Click here to view an Actionset.Exercises to reduce pain

More home treatment for a tailbone (coccyx) injury

  • A warm sitz bath for 20 minutes, 3 to 4 times per day after the first 48 to 72 hours, can be soothing to the tailbone area. Sitting in a hot tub or warm bath may also feel good, as long as you are not sitting directly on your tailbone.
  • Do not sit on hard, unpadded surfaces.
  • Sit on a C-shaped pillow with the open space under your tailbone to take pressure off the tailbone area.
  • Avoid constipation. Straining to have a bowel movement will increase tailbone pain. For more information, see the topic Constipation, Age 12 and Older.

Do not smoke. Smoking slows healing because it decreases blood supply and delays tissue repair. For more information, see the topic Quitting Smoking.

Medicine you can buy without a prescription
Try a nonprescription medicine to help treat your fever or pain:
  • Acetaminophen, such as Tylenol
  • Nonsteroidal anti-inflammatory drugs (NSAIDs):
    • Ibuprofen, such as Advil or Motrin
    • Naproxen, such as Aleve or Naprosyn
  • Aspirin (also a nonsteroidal anti-inflammatory drug), such as Bayer or Bufferin

Talk to your child's doctor before switching back and forth between doses of acetaminophen and ibuprofen.
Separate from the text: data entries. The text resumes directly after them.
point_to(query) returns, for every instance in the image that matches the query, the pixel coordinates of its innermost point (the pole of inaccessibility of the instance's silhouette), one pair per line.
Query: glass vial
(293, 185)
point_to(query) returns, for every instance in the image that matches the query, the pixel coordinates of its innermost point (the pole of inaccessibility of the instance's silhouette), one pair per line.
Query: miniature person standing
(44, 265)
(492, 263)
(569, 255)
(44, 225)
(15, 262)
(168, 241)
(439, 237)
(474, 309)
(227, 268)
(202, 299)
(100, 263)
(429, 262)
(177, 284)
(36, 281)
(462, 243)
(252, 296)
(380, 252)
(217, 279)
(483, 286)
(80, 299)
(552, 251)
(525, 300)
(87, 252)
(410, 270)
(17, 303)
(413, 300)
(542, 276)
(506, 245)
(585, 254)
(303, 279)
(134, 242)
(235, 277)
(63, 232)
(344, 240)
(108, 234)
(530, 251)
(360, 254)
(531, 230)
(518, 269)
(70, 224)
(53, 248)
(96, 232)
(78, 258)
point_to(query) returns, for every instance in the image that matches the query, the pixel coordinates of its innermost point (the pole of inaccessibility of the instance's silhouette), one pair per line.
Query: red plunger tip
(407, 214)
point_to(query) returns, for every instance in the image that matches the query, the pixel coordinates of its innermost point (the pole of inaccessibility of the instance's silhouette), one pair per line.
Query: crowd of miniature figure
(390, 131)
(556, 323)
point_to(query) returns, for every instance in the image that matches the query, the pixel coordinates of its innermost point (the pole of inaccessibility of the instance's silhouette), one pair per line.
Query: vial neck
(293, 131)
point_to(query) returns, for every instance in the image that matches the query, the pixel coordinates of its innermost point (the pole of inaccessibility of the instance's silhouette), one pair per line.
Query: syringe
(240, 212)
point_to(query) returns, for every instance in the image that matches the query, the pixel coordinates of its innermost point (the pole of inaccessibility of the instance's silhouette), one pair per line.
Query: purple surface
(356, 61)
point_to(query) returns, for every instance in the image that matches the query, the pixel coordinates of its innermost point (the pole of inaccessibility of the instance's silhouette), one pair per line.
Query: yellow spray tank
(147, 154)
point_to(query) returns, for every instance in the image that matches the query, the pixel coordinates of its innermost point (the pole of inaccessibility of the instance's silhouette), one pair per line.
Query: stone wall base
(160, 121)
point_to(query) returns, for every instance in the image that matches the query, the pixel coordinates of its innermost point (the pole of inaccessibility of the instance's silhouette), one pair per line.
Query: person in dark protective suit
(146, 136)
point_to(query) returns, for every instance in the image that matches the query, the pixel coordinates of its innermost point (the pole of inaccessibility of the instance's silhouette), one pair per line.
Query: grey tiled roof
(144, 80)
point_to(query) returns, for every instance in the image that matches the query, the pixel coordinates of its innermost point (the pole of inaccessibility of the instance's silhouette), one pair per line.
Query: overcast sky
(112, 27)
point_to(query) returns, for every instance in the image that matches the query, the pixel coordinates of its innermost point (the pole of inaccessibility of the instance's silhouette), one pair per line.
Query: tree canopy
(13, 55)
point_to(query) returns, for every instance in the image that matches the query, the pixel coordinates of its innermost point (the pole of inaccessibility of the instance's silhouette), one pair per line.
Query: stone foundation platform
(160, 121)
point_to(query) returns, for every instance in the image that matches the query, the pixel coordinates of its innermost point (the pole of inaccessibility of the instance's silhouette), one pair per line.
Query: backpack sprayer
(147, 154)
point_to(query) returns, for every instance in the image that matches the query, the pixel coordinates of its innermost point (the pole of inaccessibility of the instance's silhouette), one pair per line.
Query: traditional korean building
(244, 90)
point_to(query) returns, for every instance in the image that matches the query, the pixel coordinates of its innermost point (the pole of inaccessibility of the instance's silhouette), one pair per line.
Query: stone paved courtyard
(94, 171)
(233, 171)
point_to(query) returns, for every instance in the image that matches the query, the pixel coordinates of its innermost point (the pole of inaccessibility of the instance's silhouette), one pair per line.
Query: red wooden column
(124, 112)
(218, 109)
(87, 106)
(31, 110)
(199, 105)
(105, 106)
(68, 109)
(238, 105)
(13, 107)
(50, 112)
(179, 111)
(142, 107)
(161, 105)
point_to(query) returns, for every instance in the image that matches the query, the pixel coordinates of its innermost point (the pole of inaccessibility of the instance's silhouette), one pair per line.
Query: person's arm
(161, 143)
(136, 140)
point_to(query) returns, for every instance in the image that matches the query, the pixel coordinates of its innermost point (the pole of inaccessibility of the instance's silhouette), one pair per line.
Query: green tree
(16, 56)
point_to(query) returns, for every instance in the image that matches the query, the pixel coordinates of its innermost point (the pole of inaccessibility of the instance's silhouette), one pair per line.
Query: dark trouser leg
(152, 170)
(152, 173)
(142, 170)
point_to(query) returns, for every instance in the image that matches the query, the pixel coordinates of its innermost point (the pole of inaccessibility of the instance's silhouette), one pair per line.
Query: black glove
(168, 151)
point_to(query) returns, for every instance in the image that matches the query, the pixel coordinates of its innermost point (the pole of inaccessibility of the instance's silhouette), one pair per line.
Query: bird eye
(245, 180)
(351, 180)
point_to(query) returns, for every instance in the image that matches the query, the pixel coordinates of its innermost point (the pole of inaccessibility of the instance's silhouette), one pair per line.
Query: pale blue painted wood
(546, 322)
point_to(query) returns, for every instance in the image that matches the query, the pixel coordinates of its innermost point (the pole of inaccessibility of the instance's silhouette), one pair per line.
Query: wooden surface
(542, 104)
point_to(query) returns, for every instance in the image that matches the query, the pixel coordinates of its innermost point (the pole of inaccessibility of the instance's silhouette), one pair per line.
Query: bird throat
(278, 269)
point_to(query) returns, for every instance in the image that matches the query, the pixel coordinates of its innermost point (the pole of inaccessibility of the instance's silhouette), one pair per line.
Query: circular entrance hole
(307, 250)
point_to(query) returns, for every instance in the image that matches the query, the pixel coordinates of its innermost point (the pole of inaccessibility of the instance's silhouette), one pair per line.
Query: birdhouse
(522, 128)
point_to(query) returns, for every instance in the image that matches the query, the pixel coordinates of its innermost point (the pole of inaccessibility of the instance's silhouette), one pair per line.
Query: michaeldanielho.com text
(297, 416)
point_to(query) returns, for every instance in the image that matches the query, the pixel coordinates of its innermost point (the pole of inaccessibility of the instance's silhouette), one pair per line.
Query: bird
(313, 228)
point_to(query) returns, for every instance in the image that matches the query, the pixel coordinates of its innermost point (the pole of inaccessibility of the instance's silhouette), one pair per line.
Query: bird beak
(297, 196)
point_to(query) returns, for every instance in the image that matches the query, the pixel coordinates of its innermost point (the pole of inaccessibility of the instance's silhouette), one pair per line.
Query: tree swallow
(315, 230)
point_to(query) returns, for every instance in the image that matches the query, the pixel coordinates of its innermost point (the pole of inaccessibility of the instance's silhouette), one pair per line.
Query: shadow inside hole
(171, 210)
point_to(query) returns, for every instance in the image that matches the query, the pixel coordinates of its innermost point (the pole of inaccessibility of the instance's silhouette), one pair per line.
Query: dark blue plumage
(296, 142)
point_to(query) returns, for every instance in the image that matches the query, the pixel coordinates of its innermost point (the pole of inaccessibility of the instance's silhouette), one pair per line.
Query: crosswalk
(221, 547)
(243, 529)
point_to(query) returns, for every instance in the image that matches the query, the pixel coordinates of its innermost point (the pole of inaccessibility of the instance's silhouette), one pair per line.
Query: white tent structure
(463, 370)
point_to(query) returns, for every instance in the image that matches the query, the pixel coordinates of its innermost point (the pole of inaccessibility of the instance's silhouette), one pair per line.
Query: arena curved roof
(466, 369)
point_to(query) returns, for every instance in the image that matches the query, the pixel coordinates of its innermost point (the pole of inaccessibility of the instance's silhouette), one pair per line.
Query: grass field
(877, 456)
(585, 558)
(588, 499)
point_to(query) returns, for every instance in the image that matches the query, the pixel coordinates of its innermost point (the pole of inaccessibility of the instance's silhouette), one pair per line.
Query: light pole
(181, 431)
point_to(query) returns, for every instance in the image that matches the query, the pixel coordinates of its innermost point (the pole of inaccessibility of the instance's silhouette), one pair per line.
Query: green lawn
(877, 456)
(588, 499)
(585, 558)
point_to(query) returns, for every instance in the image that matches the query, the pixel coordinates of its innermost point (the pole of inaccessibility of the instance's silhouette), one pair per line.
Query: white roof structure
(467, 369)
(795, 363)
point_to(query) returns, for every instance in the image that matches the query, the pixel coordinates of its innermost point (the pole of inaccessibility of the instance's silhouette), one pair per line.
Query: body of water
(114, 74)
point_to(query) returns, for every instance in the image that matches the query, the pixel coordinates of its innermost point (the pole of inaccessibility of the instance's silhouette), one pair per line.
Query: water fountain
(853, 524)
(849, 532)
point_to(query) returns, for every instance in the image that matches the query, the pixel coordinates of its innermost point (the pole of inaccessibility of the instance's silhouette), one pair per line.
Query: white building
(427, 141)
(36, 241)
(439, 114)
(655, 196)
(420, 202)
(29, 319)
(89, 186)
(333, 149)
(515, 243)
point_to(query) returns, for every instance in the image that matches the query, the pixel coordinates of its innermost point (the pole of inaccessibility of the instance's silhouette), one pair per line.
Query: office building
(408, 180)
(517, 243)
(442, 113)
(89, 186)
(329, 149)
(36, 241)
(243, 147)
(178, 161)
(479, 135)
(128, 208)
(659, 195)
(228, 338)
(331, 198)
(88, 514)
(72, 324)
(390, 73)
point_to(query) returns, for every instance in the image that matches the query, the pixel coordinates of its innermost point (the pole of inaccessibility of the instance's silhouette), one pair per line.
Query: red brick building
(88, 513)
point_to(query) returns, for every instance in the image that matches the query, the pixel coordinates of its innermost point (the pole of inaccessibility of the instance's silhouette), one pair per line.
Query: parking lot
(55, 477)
When you switch between two medicines, there is a chance your child will get too much medicine.

Safety tips
Be sure to follow these safety tips when you use a nonprescription medicine:
  • Carefully read and follow all directions on the medicine bottle and box.
  • Do not take more than the recommended dose.
  • Do not take a medicine if you have had an allergic reaction to it in the past.
  • If you have been told to avoid a medicine, call your doctor before you take it.
  • If you are or could be pregnant, do not take any medicine other than acetaminophen unless your doctor has told you to.
  • Do not give aspirin to anyone younger than age 20 unless your doctor tells you to.

Home treatment 2 to 3 days after the injury

  • Continue with daily walks, increasing the walks to 5 to 10 minutes 3 to 4 times a day.
  • Try swimming, which is good for your back. It may be painful immediately after a back injury, but lap swimming or kicking with swim fins often helps prevent back pain from coming back.
  • Take a yoga class or get a massage.

Back pain often gets better when you gradually increase your physical activity. Try to get back to your normal routines and activities as soon as possible. Resting and not doing anything may actually increase back pain or make it last longer.

Symptoms to watch for during home treatment

Call your doctor if any of the following occur during home treatment:

  • One or both legs become weak or numb.
  • You lose control of your bowels or bladder.
  • Back pain does not improve or gets worse.
  • Fever develops.
  • Symptoms become more severe or frequent.